Comment peut-il encore en être autrement quand leurs jugements et autres positions restent à géométrie variable selon que les résultats des élections leur sont favorables ou pas ? C'est dire si en plus de grandir politiquement, les Congolais devraient savoir tirer leçon de leur histoire pour se donner les moyens d'organiser des élections propres.
Et ils sont d'autant plus appelés à vaincre le signe indien qu'en plus de contribuer à ternir l'image du pays, la récurrence des crises pré et postélectorales ne manque pas d'interroger sur le niveau d'engagement d'une classe politique incapable de s'élever au-dessus de ses intérêts égoïstes pour mettre en avant l'intérêt national.

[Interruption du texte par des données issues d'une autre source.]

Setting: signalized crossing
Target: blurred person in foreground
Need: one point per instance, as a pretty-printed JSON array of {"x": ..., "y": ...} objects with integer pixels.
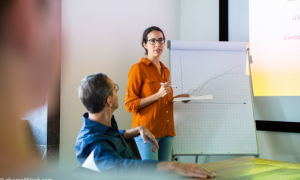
[
  {"x": 100, "y": 134},
  {"x": 29, "y": 56}
]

Et ce dans un pays qui présente encore, plus de soixante ans après son indépendance, le paradoxe de ses immenses richesses naturelles à côté de l'extrême pauvreté de la grande masse des populations.
Au-delà des enjeux de ce scrutin, il appartient au peuple congolais de se montrer vigilant
Pour un pays qui aspire au développement, cela sonne comme une interpellation de la classe politique, avec des acteurs souvent prompts à s'étriper pour des strapontins, mais dont les objectifs, une fois élus, semblent aux antipodes des aspirations du peuple congolais.

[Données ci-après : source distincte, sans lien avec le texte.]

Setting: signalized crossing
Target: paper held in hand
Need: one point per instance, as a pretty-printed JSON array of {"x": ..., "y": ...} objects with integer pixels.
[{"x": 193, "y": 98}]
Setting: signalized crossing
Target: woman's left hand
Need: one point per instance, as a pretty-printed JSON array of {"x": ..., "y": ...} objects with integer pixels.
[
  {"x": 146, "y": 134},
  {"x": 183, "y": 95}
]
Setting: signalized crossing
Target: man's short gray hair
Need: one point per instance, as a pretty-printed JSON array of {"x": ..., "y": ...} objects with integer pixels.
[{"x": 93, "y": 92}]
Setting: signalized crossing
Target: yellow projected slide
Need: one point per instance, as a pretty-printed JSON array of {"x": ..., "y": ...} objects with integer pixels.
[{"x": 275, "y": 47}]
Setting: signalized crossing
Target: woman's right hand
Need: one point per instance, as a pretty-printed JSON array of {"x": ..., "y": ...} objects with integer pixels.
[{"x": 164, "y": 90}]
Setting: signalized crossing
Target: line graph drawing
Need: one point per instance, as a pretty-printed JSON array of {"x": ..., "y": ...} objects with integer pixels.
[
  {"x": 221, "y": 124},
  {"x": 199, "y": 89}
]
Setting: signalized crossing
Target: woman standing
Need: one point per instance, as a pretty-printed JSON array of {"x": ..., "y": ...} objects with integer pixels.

C'est le lieu de dénoncer l'inconséquence de l'opposition congolaise, incapable de s'entendre en amont, en raison d'ego surdimensionnés, autour d'une candidature commune pour se donner les meilleures chances de provoquer l'alternance dans les urnes, mais qui, sentant les carottes presque cuites, se trouve subitement assez d'atomes crochus pour s'unir dans la contestation. En tout état de cause, comme le dit l'adage, « nul ne peut se prévaloir de ses propres turpitudes ».
C'est pourquoi, au-delà des enjeux de ce scrutin, il appartient au peuple congolais de se montrer vigilant. Non seulement pour ne pas se laisser entraîner aveuglément dans des manifestations susceptibles de mettre inutilement en péril la paix sociale. Mais aussi pour ne pas avoir à payer le plus lourd tribut de contestations postélectorales qui finissent bien trop souvent par des arrangements entre politiciens, comme cela s'est souvent vu dans bien des pays.